DDBJ Annotated/Assembled Sequences
WGS
The whole genome shotgun approach (the whole genome is once blasted into millions of fragment, which are sequenced and reassembled to produce a series of sequence ‘scaffolds’.) has been used to sequence the genome of various organisms.
The large set of contigs from the proceeding genome project can be submitted to DDBJ/ENA/GenBank as WGS data.
See also INSDC standards for genome assembly submission
See the list of publicized WGS data.
You can submit WGS data to DDBJ via Mass Submission System (MSS).
Acceptable WGS data
In principle, DDBJ/ENA/GenBank can accept assemblies (i.e. overlapping reads) that are appropriately assembled sequences and can not accept redundant reads (i.e. raw read sequences).
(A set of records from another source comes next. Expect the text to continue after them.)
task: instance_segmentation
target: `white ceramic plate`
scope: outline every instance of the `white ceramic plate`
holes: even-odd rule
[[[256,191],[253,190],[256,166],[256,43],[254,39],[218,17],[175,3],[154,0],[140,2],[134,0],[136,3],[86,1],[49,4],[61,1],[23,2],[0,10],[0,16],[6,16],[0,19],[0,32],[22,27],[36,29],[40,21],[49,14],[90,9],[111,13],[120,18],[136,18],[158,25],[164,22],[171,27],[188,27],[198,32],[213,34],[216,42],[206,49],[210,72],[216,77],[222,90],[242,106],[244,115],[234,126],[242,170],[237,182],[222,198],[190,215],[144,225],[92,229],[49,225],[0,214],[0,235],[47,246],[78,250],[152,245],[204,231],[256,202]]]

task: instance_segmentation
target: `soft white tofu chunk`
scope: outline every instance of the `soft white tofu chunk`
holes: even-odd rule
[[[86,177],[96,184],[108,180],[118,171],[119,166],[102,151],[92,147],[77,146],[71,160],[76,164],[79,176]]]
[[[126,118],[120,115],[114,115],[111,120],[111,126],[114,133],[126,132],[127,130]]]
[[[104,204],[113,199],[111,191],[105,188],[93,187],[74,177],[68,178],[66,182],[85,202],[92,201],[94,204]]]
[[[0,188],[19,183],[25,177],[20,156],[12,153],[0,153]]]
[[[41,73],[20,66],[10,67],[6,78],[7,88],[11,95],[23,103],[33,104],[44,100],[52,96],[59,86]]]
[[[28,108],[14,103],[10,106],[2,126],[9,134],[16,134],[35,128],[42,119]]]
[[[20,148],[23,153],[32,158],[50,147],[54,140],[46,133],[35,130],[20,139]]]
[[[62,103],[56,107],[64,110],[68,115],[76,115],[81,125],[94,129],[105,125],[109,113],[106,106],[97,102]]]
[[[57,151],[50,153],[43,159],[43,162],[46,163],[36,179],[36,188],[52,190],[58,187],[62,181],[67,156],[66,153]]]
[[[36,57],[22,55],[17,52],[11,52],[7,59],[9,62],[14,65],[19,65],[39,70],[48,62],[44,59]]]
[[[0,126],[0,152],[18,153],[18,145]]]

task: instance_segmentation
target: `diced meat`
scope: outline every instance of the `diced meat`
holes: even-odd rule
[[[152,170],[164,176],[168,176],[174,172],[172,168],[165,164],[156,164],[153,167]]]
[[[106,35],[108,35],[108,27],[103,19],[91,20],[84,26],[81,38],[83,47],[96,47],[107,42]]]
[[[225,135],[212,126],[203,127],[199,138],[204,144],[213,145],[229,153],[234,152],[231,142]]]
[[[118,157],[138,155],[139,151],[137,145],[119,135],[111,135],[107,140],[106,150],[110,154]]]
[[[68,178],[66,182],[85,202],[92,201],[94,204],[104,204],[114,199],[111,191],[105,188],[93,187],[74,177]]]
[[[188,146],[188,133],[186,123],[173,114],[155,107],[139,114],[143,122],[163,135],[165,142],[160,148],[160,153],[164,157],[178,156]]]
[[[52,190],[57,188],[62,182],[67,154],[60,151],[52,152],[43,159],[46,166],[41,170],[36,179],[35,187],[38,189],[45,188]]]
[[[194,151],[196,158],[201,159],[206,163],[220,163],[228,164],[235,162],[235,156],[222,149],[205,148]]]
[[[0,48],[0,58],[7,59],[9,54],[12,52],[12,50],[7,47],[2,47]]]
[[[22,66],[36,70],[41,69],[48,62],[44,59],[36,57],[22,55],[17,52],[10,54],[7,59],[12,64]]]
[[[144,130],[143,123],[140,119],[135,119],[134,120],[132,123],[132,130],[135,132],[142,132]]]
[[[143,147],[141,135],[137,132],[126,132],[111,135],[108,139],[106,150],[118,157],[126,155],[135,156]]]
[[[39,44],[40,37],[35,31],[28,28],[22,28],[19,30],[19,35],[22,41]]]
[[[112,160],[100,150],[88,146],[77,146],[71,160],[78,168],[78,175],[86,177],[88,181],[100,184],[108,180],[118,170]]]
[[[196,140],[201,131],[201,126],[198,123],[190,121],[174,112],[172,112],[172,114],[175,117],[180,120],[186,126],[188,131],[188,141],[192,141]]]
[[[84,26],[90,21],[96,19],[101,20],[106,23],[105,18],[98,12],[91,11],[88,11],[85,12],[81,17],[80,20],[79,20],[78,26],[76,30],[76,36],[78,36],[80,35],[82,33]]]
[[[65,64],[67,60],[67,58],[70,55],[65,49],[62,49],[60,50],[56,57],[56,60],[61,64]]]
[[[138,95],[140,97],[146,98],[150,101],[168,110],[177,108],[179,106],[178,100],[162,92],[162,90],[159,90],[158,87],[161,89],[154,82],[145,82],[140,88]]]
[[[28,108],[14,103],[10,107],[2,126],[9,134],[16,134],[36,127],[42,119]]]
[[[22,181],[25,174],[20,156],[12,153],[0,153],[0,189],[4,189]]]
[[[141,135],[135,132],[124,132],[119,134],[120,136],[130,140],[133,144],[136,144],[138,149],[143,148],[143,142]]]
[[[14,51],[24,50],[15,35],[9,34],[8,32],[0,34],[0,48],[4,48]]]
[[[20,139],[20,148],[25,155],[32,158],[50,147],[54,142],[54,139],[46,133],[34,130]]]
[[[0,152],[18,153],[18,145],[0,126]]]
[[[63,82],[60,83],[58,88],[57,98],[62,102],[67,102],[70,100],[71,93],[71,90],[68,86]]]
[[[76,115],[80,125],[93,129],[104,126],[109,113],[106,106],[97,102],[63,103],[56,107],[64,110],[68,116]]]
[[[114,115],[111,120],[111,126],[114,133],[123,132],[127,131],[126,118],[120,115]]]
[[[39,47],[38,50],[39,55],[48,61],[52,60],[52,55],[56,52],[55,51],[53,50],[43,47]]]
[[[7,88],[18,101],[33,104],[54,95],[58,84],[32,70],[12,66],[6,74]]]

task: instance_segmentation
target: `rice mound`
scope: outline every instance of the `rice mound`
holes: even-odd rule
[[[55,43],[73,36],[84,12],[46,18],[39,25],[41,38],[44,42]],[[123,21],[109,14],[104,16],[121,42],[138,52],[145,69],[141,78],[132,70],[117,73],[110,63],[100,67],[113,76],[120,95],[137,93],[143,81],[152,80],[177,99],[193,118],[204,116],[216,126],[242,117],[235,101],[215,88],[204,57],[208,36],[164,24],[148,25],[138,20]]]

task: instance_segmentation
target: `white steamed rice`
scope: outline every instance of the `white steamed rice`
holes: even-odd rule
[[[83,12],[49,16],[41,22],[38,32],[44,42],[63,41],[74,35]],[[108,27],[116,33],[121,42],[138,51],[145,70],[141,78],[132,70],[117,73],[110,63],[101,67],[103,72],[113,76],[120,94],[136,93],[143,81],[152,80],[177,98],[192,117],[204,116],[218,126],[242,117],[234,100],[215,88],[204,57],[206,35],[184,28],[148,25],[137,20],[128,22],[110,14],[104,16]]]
If you wish to publicize raw read sequences, please contact DDBJ Sequence Read Archive (DRA).
- Prior to sequence data submission, it is required to submit to BioProject and BioSample.
- The WGS entries are the scaffolds (assembled contigs separated by gaps).
- The WGS entries can contain consequence “n”’s to represent sequencing gaps.
Sample flat file
Aspects of WGS
- Basically, each WGS sequence submitted to DDBJ is assigned an accession number that consists of 4 alphabet characters and 8 digits .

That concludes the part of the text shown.